Nos van a ahogar, nos
van a ahogar.
Ahí,
donde el absurdo
es el más triste soberano, 
y solo quedarán las lijas.
Ahí, donde la lucidez
no es derroche, y
los pétalos
carecen del filo de navajas
para afeitar
suspiros, de par en par,
con su vértigo bonito.

Fuimos apenas
la costera de una huella,
la costura de una estrella
de mar, pestañita en un lote
baldío. Apenas,
el preludio de un diamante,
arcoíris de aceite
embarrando el pavimento,
un desafiante chiflido, una coartada, un tambaleo.
Apenas,
un chingadazo
al hígado de lo improbable;
bien puesto, bien dado, mal repartido,
y colocado sin remordimiento, 
imposible
de corresponder.


martes, 17 de junio de 2014

Puta Madre (va de nuez)

Este poema, escrito en 2009 sale en mis 'Poemas Perrones pa' la Raza'. Su vigencia se muestra, hasta la fecha, inagotable.

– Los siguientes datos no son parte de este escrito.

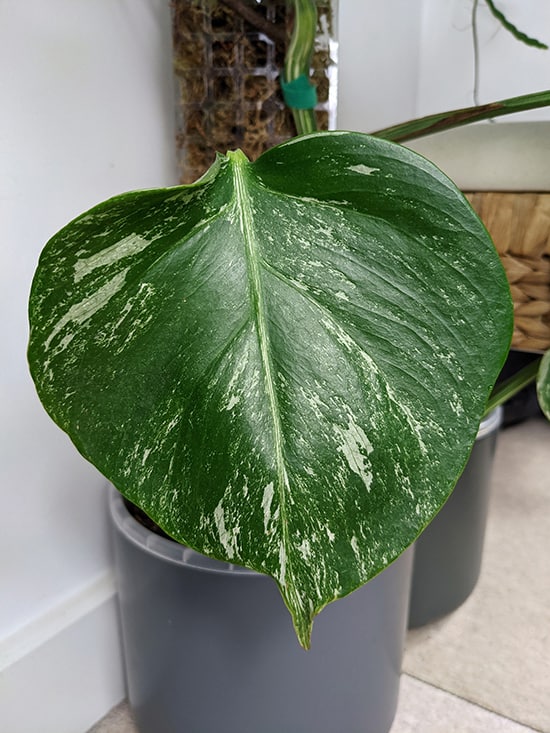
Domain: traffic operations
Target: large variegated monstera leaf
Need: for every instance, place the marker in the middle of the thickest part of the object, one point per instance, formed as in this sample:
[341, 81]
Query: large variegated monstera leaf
[284, 364]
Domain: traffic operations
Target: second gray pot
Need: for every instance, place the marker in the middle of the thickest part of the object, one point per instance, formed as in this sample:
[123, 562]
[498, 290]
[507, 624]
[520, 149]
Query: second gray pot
[448, 554]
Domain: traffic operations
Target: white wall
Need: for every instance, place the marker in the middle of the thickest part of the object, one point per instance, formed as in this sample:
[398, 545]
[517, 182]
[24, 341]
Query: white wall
[86, 113]
[400, 59]
[506, 67]
[378, 61]
[407, 58]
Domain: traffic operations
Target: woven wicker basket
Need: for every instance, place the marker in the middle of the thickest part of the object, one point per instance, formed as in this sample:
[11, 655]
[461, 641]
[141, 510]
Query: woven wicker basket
[519, 224]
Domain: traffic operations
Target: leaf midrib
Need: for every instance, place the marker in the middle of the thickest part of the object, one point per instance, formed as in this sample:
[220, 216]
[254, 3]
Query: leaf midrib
[243, 208]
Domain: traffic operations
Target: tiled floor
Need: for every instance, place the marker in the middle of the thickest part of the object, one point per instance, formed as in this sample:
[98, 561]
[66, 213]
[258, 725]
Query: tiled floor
[486, 667]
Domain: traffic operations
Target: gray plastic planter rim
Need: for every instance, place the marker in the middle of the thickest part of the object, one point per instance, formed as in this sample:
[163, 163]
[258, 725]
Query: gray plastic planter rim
[490, 423]
[165, 549]
[173, 552]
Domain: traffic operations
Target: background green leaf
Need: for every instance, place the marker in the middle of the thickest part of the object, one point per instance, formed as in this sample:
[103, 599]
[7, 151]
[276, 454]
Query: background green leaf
[543, 384]
[284, 364]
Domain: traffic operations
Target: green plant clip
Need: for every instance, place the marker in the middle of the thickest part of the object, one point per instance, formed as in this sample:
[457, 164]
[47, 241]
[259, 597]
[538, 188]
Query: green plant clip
[299, 93]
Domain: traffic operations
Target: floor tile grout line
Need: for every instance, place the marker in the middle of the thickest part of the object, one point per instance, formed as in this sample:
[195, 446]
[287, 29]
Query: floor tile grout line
[474, 704]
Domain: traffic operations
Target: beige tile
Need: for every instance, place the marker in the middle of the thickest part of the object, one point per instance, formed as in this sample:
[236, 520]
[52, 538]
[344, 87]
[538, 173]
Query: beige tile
[430, 710]
[495, 649]
[119, 720]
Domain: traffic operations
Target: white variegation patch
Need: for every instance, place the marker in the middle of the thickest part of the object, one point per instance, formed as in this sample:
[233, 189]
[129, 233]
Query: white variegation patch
[365, 170]
[228, 539]
[127, 247]
[355, 446]
[83, 311]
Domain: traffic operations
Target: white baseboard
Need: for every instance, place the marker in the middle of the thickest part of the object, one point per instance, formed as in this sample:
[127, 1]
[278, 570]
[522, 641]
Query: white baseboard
[63, 671]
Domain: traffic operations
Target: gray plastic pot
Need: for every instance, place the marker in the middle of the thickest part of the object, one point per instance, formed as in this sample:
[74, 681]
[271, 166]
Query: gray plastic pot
[209, 647]
[448, 554]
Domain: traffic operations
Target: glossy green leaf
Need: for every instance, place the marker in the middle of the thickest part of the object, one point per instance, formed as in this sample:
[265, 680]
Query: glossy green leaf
[543, 384]
[514, 30]
[441, 121]
[284, 364]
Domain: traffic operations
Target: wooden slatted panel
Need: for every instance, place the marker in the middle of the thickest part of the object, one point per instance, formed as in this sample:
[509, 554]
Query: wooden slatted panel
[519, 224]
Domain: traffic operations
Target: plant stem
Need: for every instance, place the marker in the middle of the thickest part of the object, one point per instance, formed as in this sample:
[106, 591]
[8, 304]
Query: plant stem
[298, 56]
[457, 117]
[510, 387]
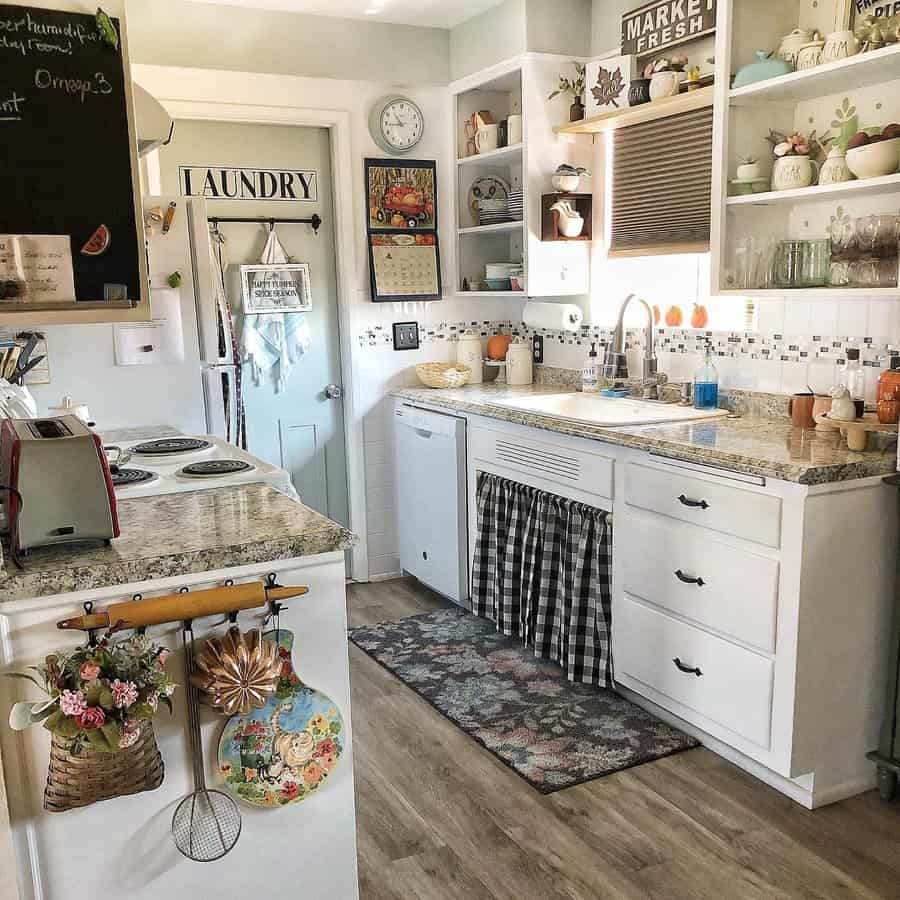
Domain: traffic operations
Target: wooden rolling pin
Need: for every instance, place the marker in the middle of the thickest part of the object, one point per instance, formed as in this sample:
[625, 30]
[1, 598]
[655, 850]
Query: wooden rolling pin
[179, 607]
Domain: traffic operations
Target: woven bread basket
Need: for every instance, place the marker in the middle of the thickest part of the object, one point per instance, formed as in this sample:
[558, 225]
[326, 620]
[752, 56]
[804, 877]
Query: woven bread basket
[81, 779]
[443, 375]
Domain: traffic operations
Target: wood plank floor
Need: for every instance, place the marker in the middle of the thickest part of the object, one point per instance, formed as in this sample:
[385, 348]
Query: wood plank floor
[439, 817]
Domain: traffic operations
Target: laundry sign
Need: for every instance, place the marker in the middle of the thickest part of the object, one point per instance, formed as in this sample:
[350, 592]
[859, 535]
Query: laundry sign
[228, 183]
[657, 26]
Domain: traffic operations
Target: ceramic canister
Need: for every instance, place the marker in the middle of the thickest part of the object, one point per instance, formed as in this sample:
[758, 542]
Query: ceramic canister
[469, 352]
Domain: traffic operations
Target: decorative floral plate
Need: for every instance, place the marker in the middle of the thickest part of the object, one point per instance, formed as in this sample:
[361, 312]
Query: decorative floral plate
[284, 752]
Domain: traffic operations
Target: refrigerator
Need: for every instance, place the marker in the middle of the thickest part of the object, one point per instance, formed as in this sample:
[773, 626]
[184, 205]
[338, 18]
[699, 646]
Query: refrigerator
[210, 340]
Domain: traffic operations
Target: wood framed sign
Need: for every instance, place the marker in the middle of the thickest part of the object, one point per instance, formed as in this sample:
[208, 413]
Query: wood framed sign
[280, 287]
[656, 26]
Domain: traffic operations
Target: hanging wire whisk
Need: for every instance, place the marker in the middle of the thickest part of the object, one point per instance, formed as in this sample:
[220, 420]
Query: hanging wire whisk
[206, 824]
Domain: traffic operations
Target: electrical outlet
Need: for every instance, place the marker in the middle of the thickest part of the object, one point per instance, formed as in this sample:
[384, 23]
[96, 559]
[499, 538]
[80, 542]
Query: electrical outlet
[406, 335]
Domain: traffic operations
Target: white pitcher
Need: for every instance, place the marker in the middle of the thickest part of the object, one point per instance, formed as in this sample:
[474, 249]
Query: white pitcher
[791, 172]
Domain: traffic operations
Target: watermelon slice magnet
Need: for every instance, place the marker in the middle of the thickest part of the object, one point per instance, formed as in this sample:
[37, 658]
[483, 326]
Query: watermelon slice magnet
[98, 243]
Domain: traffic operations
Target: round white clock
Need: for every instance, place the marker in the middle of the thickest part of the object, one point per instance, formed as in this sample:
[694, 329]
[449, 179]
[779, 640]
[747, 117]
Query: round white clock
[396, 124]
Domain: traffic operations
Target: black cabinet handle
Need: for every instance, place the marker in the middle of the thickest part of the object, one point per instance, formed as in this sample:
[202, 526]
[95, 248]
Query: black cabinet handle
[686, 579]
[686, 669]
[698, 504]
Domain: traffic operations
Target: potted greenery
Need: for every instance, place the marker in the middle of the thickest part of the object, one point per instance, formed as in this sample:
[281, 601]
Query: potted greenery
[575, 87]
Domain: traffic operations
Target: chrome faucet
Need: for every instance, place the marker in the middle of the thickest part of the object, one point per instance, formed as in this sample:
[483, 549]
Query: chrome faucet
[614, 363]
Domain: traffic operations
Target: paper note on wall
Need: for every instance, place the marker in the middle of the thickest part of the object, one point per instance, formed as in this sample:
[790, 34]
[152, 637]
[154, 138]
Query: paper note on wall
[36, 268]
[157, 342]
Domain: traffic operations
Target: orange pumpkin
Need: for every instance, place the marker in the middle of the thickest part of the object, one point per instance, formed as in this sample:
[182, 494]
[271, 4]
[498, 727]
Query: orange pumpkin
[498, 345]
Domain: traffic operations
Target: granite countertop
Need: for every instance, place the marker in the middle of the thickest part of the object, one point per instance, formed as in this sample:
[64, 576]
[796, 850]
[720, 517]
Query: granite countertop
[770, 447]
[181, 534]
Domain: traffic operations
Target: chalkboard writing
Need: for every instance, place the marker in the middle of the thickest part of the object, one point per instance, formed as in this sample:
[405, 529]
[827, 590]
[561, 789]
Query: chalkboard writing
[65, 148]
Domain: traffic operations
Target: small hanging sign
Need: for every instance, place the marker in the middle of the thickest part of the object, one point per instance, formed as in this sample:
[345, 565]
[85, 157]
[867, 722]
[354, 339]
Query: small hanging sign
[656, 26]
[281, 287]
[228, 183]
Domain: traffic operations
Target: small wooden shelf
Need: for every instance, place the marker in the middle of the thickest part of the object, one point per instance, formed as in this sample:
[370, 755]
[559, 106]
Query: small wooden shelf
[859, 188]
[583, 203]
[496, 228]
[841, 76]
[500, 155]
[646, 112]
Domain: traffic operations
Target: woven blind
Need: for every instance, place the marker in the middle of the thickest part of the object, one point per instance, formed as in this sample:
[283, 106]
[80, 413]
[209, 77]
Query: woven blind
[662, 180]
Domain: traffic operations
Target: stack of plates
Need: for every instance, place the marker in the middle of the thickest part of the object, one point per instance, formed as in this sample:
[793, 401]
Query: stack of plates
[515, 204]
[490, 212]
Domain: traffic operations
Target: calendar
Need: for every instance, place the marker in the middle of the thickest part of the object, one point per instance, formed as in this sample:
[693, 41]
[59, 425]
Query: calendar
[404, 267]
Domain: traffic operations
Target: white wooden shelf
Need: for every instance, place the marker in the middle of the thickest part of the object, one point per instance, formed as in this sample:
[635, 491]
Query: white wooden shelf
[646, 112]
[819, 192]
[500, 155]
[842, 76]
[520, 294]
[496, 228]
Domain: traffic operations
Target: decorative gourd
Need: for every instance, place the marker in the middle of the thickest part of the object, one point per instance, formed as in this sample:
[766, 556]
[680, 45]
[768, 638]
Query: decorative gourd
[498, 345]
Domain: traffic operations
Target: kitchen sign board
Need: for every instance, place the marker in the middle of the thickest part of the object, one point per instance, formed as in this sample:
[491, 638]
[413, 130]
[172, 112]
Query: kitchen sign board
[69, 158]
[655, 27]
[229, 183]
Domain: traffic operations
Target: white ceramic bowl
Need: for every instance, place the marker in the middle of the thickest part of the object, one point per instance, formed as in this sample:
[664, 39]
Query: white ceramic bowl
[874, 160]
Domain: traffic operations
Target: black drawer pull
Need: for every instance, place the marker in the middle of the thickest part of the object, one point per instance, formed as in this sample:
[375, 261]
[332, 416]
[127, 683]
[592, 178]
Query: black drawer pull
[686, 579]
[686, 669]
[697, 504]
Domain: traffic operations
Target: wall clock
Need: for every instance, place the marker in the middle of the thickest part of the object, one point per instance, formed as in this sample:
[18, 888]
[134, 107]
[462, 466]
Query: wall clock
[396, 124]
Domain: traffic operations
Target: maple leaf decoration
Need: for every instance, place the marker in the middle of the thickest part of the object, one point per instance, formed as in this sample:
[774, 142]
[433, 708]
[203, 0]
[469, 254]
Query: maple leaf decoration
[610, 85]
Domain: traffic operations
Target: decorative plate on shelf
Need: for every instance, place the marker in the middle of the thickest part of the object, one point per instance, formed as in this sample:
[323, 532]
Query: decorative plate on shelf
[486, 187]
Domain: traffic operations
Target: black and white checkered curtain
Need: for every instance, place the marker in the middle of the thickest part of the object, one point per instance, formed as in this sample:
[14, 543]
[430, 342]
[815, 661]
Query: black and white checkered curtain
[542, 572]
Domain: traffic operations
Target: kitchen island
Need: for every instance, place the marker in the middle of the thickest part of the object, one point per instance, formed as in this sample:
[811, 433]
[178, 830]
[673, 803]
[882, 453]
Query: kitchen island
[124, 846]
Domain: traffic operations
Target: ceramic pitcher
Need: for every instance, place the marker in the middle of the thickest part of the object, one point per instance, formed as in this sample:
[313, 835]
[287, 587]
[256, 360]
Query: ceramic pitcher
[793, 172]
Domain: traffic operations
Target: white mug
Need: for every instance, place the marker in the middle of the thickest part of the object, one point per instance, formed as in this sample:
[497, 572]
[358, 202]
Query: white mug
[487, 138]
[514, 130]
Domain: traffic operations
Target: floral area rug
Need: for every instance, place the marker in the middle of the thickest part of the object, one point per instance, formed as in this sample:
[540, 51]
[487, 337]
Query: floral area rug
[553, 733]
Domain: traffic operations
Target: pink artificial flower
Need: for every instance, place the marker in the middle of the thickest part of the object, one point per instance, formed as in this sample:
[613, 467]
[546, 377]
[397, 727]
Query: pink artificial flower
[124, 693]
[89, 670]
[72, 703]
[90, 718]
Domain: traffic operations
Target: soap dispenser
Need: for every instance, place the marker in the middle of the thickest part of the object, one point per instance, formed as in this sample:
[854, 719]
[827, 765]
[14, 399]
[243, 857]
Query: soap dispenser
[706, 382]
[590, 374]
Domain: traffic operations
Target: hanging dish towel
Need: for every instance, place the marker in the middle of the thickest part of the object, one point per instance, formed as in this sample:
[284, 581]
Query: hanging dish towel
[273, 342]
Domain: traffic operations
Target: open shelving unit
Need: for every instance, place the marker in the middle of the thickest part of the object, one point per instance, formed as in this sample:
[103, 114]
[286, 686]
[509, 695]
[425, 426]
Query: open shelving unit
[866, 85]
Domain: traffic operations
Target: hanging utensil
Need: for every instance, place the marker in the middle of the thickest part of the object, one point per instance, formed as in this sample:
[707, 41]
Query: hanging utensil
[206, 824]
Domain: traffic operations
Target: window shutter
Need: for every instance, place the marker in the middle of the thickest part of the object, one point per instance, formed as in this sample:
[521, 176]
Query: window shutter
[662, 184]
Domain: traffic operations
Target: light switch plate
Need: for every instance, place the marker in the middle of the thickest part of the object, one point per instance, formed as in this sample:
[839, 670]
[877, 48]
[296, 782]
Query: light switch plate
[406, 335]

Dense las tres. 



Al filo de la miel
se derriten constelaciones
y la ternura
es brutal.

hemos desafiado a las lámparas,
con tus pupilas mantequilla,
y la mar de fluorescencias
vacilando tus pestañas.

la quietud es un himno
pero hace tanto que no dejo de cantar.
mientras te preguntas cosas serias
que nada tienen que ver con el tiempo:

avionazo decapitados Pemex 
narcomenudeo secuestrados Telmex
walmart super k nicotina

defiendo el espacio,
cediendo el territorio,
y llueven flores de colores oscilantes,
y soñamos con rebeliones y semáforos rotos.

un beso quizás,
uno lejos del capital;
una caricia quizás,
una desprovista del pánico:

eta zetas afi
panchitos poetas malditos doritos
banco mundial fmi tlc

considero
que podría escribir
un tremendo poema 
de amor.
solo tomo café,
busco culpables
me fatiga la indignación, y
abrazo la angustia:

'colgó los tenis' 'cenan plomo' 'su último danzón'
crisis deuda inversión
duvalin coca cola ricolino inflación

yo soy menos,
tu más-turbas los rayos del sol;
yo soy más,
tu menos-precias lo inmediato:

pri pan prd 
jumex aeromex dvd
privatización inmigración importación

yo soy menos,
tu más-ticas mi sopa de letras;
yo soy más,
tu menos mal que no regresas:

mexicana mariguana springbreak
pgr pfp ddt
alpura silicona maizena

pero ya
da lo mismo,
y ni un segundo extra les ofrezco
ahora que tengo mil brazos
y sé bailar salsa.

ya
olvida mi nombre
ya
cancela mi servicio
ya
cierra la cortina
ya
borra mi historial:

televisa tv azteca mtv
madonna belanova ketamina
china cocaína china

doce meses sin intereses

-(credencial para votar)
ven, disfruta nuestras rebajas
-(credencial para votar)
doce
meses
sin 
intereses
-(credencial para votar).

Porque:
Al filo de la miel
se derriten constelaciones
y la ternura
es brutal.
que no me canso de tararear
odas a la dulzura, a ritmo de quebradita huasteca ciber-punk,
y de intercambiar mensajes cochinos con la diosa a través
de mi celular.

que no he cesado de
asombrarme
y perder

y perder

y perder

y perder

el aliento.


martes, 8 de abril de 2014

Tumbando caña



No seré
reivindicado. El olvido
tiene muelas
impunes, y
el hidrógeno sabe
guardar silencio,
como una tumba en primavera.
Pero si
alguna vez
has mordido un caramelo en la oscuridad,
ahora mismo
puedes conjurar cómo cruje
cualquier trozo del sol, cualquier
cristal tornasol, cómo cruje, mientras
irradia dulzura
a los dobleces de la lengua. Entonces
le has partido toda su perra madre al buda que encontraste en el camino, y conoces
la naturaleza del cronómetro, y
el vuelo de la golondrina.


viernes, 7 de febrero de 2014

martes, 14 de enero de 2014

A veces siento como que el Hubble me habla



Tu cabeza es una cítara. Justo ahora vibra, maremoto terciopelo de luces certeras. Ni la escuchas, solo retumba la voz sonámbula del público--las ansias de un testigo--que habla sin parar, por puro miedo a perderse en alguna infinitud.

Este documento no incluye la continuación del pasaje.